Le imprese italiane sono in prima linea per integrare la sostenibilità all’interno del loro business. Questo il dato emerso dall’indagine “Procurement sostenibile e decarbonizzazione” condotta da EY per gli Stati Generali della Green Economy.
Oltre il 90% delle aziende intervistate, infatti, ha inserito il tema dell’approvvigionamento sostenibile nella propria rendicontazione delle performance non finanziarie e oltre l’80% ha già sviluppato una strategia volta all’implementazione della sostenibilità nella propria catena di fornitura.
Quest’ultimo aspetto risulta ormai fondamentale per le imprese, in quanto rappresenta l’opportunità concreta per raggiungere modelli di business responsabili, contribuire alla mitigazione dei rischi di fornitura, migliorare le performance ESG per l’azienda e per i fornitori e garantire un sempre maggiore livello di innovazione nelle soluzioni presenti e future.
“L’implementazione di programmi di procurement sostenibile rappresenta per le aziende un’opportunità di crescita e di creazione di valore sul lungo periodo, ma costituisce anche una sfida, data la sua natura complessa, i tempi previsti e le difficoltà riscontrabili nei processi – dichiara Irene Pipola, sustainability consulting leader di EY in Italia – e anche grazie alla spinta del mercato e della regolamentazione in materia, per la maggior parte delle imprese intervistate, è sempre maggiore l’importanza ricoperta dalla tematica dell’approvvigionamento sostenibile all’interno delle strategie di sostenibilità che devono essere supportate da azioni concrete.
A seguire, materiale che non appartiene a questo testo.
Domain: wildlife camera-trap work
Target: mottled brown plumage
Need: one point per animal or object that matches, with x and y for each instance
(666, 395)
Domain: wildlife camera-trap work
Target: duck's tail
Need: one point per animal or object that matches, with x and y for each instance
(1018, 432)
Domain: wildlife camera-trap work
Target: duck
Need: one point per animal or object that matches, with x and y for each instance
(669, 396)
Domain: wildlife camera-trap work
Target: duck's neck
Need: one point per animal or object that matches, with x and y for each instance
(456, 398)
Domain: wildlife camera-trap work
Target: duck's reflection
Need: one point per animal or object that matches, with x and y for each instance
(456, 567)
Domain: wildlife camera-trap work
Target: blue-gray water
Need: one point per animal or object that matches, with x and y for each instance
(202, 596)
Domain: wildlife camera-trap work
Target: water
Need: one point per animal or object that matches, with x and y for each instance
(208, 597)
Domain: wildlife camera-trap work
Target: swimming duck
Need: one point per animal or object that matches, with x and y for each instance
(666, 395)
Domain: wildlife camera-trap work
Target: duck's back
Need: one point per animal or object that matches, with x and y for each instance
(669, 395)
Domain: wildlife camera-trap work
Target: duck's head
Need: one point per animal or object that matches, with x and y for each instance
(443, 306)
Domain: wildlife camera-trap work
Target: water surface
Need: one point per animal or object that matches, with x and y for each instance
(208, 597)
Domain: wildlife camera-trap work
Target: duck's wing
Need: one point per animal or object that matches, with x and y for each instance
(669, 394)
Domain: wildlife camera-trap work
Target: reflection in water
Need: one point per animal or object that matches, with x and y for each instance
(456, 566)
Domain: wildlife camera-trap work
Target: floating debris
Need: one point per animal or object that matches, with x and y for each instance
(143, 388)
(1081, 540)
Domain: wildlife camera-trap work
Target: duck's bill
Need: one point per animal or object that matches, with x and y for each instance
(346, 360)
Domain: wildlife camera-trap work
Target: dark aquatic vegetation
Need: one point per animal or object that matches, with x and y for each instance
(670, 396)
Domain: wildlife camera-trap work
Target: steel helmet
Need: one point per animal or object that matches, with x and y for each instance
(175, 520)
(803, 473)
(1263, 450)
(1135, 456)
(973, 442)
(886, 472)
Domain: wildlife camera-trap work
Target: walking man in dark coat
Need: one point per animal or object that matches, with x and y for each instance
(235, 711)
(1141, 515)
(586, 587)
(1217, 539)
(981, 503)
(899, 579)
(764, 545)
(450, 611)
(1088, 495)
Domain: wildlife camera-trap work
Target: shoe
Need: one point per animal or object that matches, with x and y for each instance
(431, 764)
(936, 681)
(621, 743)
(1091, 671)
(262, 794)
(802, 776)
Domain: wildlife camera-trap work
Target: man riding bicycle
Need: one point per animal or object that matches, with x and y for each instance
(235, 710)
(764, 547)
Guardando al futuro, un ruolo determinante sarà ricoperto dalla tecnologia e da come i criteri ESG si integrano nei processi e nei sistemi di gestione di procurement attuali e a venire”.
I dati dell’indagine evidenziano anche le aree di miglioramento su cui intervenire nel breve termine. A tal proposito, sebbene il 64% delle aziende abbia modificato le proprie procedure di procurement allo scopo di renderle più green, tra le aziende che hanno formalizzato i propri impegni riguardo la catena di fornitura (56%), solo il 4% ha adottato una policy specifica sul tema del procurement sostenibile. Soltanto il 5% delle aziende, inoltre, ha individuato la sostenibilità della propria catena di fornitura come principale area di miglioramento, contro ben il 71% del campione che ha dichiarato di volersi concentrare sulla riduzione delle emissioni di CO₂.
In molti settori, però, gran parte delle emissioni di gas serra proviene proprio dalla catena di fornitura; per tale motivo, questa, dovrebbe essere considerata un’area d’intervento prioritaria, anche in considerazione delle nuove direttive europee sulla rendicontazione delle performance di sostenibilità e ai rischi nella catena di fornitura, che richiederanno di misurare gli impatti lungo tutta la catena di valore e di sviluppare piani strategici contenenti le misure predisposte per mitigarli. Nonostante ciò, i dati rivelano che solo l’8% delle aziende ha previsto degli obiettivi di riduzione delle emissioni che riguardano anche la catena di fornitura.
In generale, comunque, dai dati emerge come il procurement sostenibile sia in grado di contribuire alla decarbonizzazione non solo delle grandi aziende ma anche delle PMI. Infatti, le catene di fornitura delle grandi aziende italiane che allocano risorse per la messa in atto di programmi di procurement sostenibile sono formate per lo più da PMI, che nell’UE rappresentano il 99,7% delle aziende e che hanno un’impronta ecologica pari al 70% dell’inquinamento industriale europeo.
Più aziende intervistate, inoltre, hanno dichiarato di avere una base di fornitori composta per la maggior parte da realtà di piccole e medie dimensioni (70-80%), evidenziando le criticità legate al coinvolgimento delle stesse in programmi e iniziative di sviluppo sostenibile. Da questo, quindi, emerge come gli incentivi destinati a piccole e medie imprese ricoprono un ruolo fondamentale nell’ambito della riduzione delle emissioni generate dal sistema imprenditoriale italiano.